Closed darron closed 8 years ago

darron commented 8 years ago

touch /tmp/kvexpress-full-stop

Log that to a Datadog metric at least - so it's not completely invisible.

darron commented 8 years ago

We already have the full stop for the system on a per key basis:

https://github.com/DataDog/kvexpress#stop-command-flags

This is just on an individual node.

darron commented 8 years ago

Speaking with @jhulten - here's likely a better interface:

sudo kvexpress lock -f /etc/datadog/hosts.consul

sudo kvexpress lock --all

That prevents kvexpress from updating that file on this host - there are likely several things we should do / think about:

  1. We need to store the hostname in the KV - so that it sees the presence when it tries to save an update.
  2. We may want to write a file /etc/datadog/hosts.consul.locked that helps people to remember - that the file will NOT be updated. Inside that file we can say "Hey - this file won't be updated - to unlock - do this."
  3. We need to log a metric whenever kvexpress out runs and sees the lock - gives us visibility into all locked files.

Implications:

  1. This data should be stored in the /kvexpress/ KV hierarchy. That's currently write limited to Consul Server nodes and a little too flat. Need to organize better so that it all fits together.
  2. If we're passing full config files - then we need to find a way to replicate that path in /kvexpress it currently has no concept of the path.
  3. That means we would not be able to have the same file with custom information.
  4. Will need to adjust this against how we're deploying canary code.
darron commented 8 years ago

Added lock:

https://github.com/DataDog/kvexpress/commit/664540fdd6e4c57b9077dd09983fbcc49c202ce3

Added unlock:

https://github.com/DataDog/kvexpress/commit/1ea7c5482d72561d0951fcf6f59669a6bee3dd8d

Will test in staging.

Have ignored the complete node lock - --all - for now - not sure it's needed.

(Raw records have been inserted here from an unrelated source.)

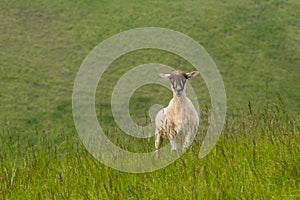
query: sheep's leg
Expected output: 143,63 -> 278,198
170,138 -> 178,153
183,132 -> 191,151
155,131 -> 162,154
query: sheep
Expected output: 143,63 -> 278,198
155,70 -> 199,154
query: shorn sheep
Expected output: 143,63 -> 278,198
155,70 -> 199,154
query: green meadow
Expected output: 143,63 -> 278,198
0,0 -> 300,200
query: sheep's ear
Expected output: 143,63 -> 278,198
186,71 -> 200,78
159,73 -> 170,80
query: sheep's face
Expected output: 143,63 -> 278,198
160,70 -> 199,97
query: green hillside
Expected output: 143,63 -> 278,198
0,0 -> 300,199
0,1 -> 300,125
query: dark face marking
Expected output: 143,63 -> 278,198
169,70 -> 187,97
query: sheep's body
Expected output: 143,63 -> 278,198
155,71 -> 199,152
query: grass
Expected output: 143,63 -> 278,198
0,102 -> 300,199
0,0 -> 300,199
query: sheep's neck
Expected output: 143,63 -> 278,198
171,94 -> 186,124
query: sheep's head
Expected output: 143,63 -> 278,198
159,70 -> 199,97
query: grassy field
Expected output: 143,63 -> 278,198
0,0 -> 300,199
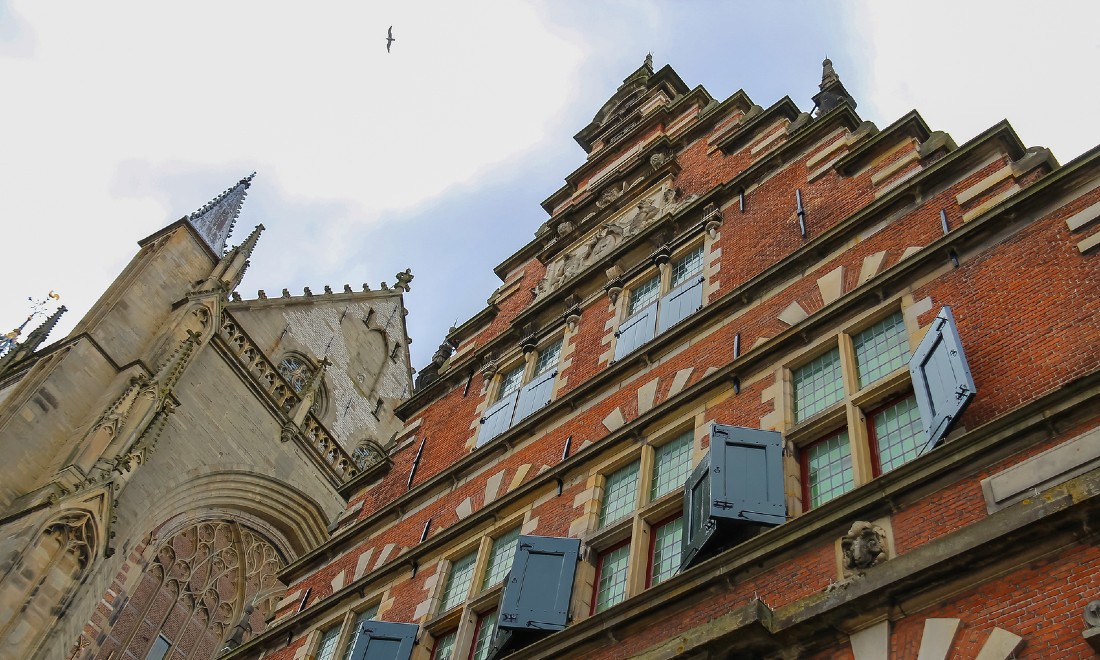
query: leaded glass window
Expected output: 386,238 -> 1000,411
595,543 -> 630,612
600,461 -> 638,527
851,311 -> 909,387
626,275 -> 661,316
482,527 -> 519,590
671,245 -> 703,288
535,339 -> 561,376
649,431 -> 695,501
793,349 -> 844,421
872,396 -> 925,472
649,517 -> 684,586
343,607 -> 378,660
470,609 -> 496,660
496,364 -> 524,399
439,552 -> 477,613
804,429 -> 855,508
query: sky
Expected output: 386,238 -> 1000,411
0,0 -> 1100,367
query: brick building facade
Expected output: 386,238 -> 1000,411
2,58 -> 1100,660
230,59 -> 1100,660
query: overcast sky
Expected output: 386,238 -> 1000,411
0,0 -> 1100,367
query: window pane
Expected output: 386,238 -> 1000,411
649,517 -> 684,585
439,552 -> 477,613
600,461 -> 638,527
496,364 -> 524,399
344,607 -> 378,660
535,339 -> 561,376
596,545 -> 630,612
875,396 -> 924,472
649,431 -> 695,501
317,624 -> 340,660
145,630 -> 171,660
482,527 -> 519,590
670,245 -> 703,288
806,429 -> 855,507
470,612 -> 496,660
626,275 -> 661,316
851,311 -> 909,387
431,630 -> 459,660
794,349 -> 844,421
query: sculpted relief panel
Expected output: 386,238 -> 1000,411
537,182 -> 696,296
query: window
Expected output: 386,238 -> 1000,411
600,461 -> 638,527
431,630 -> 459,660
470,609 -> 496,660
145,635 -> 172,660
482,527 -> 519,591
615,244 -> 704,360
648,516 -> 684,586
789,308 -> 974,510
649,431 -> 694,501
439,551 -> 477,612
477,338 -> 562,447
589,427 -> 695,614
593,542 -> 630,612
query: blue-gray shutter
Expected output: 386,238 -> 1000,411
496,536 -> 581,630
680,452 -> 715,571
615,303 -> 657,360
350,620 -> 418,660
657,275 -> 705,334
711,424 -> 787,525
516,369 -> 558,422
909,305 -> 977,453
477,392 -> 519,447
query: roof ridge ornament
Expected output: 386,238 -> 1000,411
187,172 -> 256,255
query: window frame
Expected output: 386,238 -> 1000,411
781,305 -> 919,516
612,239 -> 710,360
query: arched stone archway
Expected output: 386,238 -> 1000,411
94,519 -> 286,660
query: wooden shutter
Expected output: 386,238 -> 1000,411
496,536 -> 581,631
711,424 -> 787,525
909,305 -> 977,453
516,370 -> 558,422
615,303 -> 657,360
680,452 -> 715,571
657,275 -> 705,334
477,392 -> 519,447
350,620 -> 418,660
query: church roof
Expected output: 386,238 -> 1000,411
187,172 -> 256,254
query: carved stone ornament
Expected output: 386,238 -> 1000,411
840,520 -> 889,578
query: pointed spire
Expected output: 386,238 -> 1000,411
0,305 -> 68,373
813,57 -> 856,117
187,172 -> 256,254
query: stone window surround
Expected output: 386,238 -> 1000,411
420,512 -> 524,659
777,299 -> 922,516
573,422 -> 706,620
306,595 -> 385,660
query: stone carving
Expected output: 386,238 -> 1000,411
840,520 -> 888,578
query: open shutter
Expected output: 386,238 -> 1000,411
477,392 -> 519,447
680,452 -> 715,571
615,303 -> 657,360
350,620 -> 418,660
711,424 -> 787,525
516,370 -> 558,422
496,536 -> 581,630
909,305 -> 977,453
657,275 -> 705,334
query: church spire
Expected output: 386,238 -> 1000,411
813,57 -> 856,117
187,172 -> 256,255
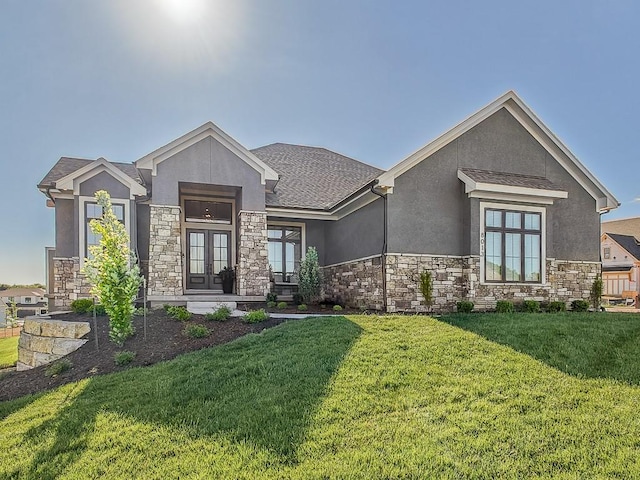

darron commented 8 years ago

Also made sure that a full file path was being passed.

Ready for testing in staging tomorrow.

darron commented 8 years ago

Have added the lock and unlock functionality and have tested in staging - here's a small video demonstrating how it works:

http://screencast.com/t/a0ueKgjmuyd

There are metrics around the lock and unlock operations - also when something is locked - we send kvexpress.locked metrics as well - they're all available on the staging Consul dashboard:

https://dd.datad0g.com/dash/4584/consul

cc @clutchski @miketheman @clofresh @alq666

darron commented 8 years ago

This is rolling out in prod right now.

I didn't add an --all at this time.

We can if we need to.